Tchad : un rapport pointe les faiblesses de l'armée et suggère des réformes


Alwihda Info | Par Info Alwihda - 25 Janvier 2021


International Crisis Group a publié le 22 janvier un rapport sur les défis de l'armée tchadienne. Il en ressort que malgré des avancées démocratiques en 30 ans, le pouvoir n'a pas ouvert l'espace politique, ni réussi à insuffler une dynamique de développement économique, ni à créer des institutions solides, à commencer par l'armée.
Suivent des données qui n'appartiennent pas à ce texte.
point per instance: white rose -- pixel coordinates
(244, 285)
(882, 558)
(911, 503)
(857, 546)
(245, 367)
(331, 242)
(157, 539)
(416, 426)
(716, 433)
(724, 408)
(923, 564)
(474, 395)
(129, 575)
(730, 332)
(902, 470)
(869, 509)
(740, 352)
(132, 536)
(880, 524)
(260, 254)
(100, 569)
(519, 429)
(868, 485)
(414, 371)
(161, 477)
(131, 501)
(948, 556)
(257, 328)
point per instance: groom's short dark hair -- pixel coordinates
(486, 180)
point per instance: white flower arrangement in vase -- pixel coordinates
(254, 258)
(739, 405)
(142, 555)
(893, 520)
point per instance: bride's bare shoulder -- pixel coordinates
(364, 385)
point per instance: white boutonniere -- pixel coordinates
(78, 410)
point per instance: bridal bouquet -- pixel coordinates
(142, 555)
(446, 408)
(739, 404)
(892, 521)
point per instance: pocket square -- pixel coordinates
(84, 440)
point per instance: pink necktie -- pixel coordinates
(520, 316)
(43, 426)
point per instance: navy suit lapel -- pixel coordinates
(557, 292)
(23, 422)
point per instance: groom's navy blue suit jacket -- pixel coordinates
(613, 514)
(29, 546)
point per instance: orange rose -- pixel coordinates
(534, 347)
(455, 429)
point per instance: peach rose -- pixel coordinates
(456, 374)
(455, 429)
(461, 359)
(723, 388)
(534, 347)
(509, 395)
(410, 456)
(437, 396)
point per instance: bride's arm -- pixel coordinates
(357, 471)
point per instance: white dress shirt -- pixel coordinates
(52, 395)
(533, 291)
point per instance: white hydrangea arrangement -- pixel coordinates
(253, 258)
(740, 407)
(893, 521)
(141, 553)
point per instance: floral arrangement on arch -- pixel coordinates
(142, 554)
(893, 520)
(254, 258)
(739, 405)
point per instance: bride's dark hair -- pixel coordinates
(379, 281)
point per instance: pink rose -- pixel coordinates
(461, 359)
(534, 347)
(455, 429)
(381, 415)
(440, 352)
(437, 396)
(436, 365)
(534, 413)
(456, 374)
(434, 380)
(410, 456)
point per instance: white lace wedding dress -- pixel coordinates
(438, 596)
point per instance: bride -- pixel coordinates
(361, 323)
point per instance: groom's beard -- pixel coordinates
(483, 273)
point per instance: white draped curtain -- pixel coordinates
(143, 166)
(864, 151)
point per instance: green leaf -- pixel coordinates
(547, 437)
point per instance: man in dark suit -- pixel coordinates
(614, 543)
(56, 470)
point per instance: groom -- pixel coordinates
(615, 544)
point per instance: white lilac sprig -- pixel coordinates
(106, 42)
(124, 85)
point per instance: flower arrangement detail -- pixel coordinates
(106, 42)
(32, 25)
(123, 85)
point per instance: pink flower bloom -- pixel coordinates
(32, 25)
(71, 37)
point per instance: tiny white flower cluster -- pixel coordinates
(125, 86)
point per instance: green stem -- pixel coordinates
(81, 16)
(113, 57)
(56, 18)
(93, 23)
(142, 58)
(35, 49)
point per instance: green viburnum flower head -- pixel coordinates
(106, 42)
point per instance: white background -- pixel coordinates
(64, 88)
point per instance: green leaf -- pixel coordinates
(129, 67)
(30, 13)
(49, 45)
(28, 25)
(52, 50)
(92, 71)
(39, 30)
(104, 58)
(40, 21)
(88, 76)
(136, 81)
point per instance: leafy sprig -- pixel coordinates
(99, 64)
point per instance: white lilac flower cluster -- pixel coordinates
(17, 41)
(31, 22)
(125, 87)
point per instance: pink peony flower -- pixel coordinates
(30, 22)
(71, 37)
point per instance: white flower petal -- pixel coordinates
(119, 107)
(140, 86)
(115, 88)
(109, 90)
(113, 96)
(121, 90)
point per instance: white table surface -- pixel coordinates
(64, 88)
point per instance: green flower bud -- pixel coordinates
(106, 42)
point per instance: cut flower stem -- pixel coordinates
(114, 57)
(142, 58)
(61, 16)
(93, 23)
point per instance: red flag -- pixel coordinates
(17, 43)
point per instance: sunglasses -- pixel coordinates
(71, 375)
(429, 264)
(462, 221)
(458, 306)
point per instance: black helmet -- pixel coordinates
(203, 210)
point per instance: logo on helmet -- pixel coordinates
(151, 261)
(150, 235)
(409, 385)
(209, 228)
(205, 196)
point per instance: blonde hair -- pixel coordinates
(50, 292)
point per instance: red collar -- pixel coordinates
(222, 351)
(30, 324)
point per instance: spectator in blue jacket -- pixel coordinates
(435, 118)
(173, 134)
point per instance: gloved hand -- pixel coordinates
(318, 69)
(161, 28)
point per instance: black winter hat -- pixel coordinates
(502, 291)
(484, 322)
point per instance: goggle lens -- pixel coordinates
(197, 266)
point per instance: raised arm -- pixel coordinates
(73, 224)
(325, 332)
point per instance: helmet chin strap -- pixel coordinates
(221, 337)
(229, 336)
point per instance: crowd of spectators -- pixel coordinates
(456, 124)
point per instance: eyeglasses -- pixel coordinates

Dans son rapport, Crisis Group relève que l’armée tchadienne, souvent sollicitée par ses voisins et les partenaires occidentaux, est une pièce maitresse du dispositif contre le terrorisme au Sahel. Toutefois, "sa cohésion générale est faible, les tensions communautaires et les problèmes d’indiscipline y sont récurrents et, plus récemment, de nouvelles dissensions ont émergé en son sein".

"Le Tchad va traverser une période d’incertitude, avec à court terme une élection présidentielle organisée en 2021 dans un climat social tendu et, à moyen ou long terme, des risques de succession violente si le président devait quitter le pouvoir", met en garde le rapport. Les autorités sont appelées à rendre l’armée plus représentative et plus professionnelle, répondre aux mécontentements qui s’expriment et permettre un débat public sur le futur de l’armée nationale. Enfin, des garde-fous doivent être soutenus par les partenaires du Tchad pour décourager d’éventuelles violences en cas de vacance du pouvoir.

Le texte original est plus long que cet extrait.